There is a wide spectrum of board contribution levels from “hands off” to “hands on.” In Grahall’s ground breaking Board of Directors Research Series we found that a board’s relationship with the company can be measured and arrayed to give a quantitative understanding of its “contribution” level. Grahall identified 40 variables which are gleaned from proxies to represent the degree of contribution of each board.

With this large number of variable, there is a nearly infinite number of combinations and permutations of the influencing factors that set the threshold conditions for board governance and reward program success. Board governance and reward program design needs to be an active, dynamic, adaptive, and “situational” effort. Where there are different levels of contribution, the board reward levels should also be different.

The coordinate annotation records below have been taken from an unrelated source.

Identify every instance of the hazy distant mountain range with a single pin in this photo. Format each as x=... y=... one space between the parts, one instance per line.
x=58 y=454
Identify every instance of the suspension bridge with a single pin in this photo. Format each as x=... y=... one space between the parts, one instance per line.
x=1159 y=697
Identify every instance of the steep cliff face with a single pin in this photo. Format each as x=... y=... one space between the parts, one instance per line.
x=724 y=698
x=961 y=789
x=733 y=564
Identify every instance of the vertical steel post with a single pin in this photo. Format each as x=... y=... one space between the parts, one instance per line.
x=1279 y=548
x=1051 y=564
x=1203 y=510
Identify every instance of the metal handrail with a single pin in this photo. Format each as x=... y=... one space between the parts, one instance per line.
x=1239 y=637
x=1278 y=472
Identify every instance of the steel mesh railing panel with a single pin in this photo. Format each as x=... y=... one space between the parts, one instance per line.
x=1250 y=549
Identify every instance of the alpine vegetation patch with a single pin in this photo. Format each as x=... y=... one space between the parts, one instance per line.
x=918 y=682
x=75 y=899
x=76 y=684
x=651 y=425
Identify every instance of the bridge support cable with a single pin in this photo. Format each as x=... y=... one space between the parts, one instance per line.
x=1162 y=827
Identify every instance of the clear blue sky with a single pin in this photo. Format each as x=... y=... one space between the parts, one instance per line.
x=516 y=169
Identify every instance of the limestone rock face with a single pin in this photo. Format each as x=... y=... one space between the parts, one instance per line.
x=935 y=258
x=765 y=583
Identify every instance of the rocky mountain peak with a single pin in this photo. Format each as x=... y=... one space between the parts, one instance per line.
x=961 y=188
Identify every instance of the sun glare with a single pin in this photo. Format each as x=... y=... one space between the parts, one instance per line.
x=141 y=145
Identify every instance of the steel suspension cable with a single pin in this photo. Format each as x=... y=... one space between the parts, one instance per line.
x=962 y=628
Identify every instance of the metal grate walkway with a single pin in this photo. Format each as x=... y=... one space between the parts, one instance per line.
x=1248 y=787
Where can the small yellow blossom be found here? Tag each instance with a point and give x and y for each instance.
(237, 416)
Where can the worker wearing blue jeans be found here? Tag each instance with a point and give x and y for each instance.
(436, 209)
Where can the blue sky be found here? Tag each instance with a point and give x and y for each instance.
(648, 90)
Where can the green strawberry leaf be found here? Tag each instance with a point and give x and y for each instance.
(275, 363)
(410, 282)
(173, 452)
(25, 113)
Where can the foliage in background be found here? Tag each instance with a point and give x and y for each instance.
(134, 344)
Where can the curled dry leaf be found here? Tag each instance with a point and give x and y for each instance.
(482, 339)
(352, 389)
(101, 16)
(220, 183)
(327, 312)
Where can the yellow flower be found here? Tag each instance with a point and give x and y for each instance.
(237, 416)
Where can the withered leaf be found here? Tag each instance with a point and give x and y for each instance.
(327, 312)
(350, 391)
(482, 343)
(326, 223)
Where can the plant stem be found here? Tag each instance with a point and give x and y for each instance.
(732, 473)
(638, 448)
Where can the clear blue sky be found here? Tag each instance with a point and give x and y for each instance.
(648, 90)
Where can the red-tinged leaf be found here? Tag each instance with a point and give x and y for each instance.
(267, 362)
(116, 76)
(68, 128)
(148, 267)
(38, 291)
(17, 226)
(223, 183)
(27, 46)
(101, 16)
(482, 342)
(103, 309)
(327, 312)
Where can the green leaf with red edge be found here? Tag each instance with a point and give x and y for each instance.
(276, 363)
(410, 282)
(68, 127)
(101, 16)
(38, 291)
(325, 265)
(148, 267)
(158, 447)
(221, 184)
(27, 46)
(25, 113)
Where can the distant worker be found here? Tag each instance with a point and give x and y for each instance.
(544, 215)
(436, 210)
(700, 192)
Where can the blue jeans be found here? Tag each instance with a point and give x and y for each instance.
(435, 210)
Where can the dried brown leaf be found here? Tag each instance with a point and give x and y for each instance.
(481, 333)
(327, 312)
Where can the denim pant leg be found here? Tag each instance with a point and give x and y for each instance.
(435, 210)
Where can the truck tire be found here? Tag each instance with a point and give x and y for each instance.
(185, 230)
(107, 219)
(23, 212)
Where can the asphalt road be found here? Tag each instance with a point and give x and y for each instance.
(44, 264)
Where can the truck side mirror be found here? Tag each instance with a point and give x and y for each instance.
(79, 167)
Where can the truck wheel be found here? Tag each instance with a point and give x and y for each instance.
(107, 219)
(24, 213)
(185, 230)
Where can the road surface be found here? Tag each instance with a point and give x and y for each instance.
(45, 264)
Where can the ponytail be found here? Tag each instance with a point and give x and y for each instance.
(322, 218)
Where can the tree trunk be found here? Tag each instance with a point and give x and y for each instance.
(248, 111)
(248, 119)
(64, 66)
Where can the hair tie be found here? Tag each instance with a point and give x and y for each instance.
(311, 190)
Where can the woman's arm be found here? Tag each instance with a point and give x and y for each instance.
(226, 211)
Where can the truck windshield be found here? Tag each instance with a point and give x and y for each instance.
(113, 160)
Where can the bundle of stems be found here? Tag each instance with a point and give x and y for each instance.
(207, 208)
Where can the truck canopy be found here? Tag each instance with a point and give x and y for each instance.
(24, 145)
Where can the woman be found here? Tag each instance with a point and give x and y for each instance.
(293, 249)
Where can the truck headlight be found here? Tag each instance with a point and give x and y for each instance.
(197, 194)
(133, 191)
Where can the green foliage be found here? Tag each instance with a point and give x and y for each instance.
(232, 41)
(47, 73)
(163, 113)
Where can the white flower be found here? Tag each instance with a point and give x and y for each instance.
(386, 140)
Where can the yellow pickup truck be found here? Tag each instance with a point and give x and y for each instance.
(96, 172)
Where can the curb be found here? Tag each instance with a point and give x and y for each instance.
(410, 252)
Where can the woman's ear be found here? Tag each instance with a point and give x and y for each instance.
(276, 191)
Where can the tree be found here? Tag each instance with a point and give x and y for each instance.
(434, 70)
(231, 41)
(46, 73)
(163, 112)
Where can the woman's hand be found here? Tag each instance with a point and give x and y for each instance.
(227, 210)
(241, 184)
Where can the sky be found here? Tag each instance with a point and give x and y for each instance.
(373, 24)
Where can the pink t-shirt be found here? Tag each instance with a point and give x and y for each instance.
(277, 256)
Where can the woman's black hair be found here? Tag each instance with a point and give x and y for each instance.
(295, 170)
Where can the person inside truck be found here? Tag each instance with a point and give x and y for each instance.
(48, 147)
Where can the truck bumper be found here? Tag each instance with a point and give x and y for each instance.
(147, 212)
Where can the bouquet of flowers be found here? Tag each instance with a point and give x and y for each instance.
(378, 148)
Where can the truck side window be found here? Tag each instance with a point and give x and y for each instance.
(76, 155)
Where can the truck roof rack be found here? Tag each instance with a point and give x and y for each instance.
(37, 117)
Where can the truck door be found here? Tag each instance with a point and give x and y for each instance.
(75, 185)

Pay must be equal to contribution, and contribution must be aligned with governance, and governance aligned with shareholder interest. So if director pay appears high it is only “too high” if the contribution is less than the pay should demand. The reward strategy needs to be consistent with the level of contribution. High contribution should generate high compensation and vice versa.


As a general rule, boards are over extended and underpaid. As organizations have grown tenfold in the last few decades, board compensation has not kept pace except with inflation. When you add the complexity that increases exponentially with size, the typical board is understaffed, under organized, underpaid, and under siege by many of the key stakeholders. That being said boards are meeting less often than they did 50 years ago even organizational complexity have grown exponentially. So board are underpaid and possibly under involved. This might be a chicken and egg thing – as in which came first – did a relative decline in the board pay result in a decline in board involvement? Or did a decrease in board accountability result in lagging pay? Either way shareholders’ interests are under served.

So why does Jamie Dimon still want that job as Chairman? Surely not for the money, since he’s also CEO. And why might he want to leave should these positions be separated? Well with a separate Chairman, his power as CEO might be diminished. The Chairman sets the agenda for the board and controls the meetings and decides on committee assignments and more. It is a powerful position and can, appropriately, impede the demands and desires of a CEO. For mature and established businesses (not so much for start ups) separation of these key roles (and great powers) can help balance the decision making and deliver sound business outcomes.

To borrow from JFK’s great 1961 inaugural speech: Ask not what your board is being paid, ask why your board is being paid the amounts they receive.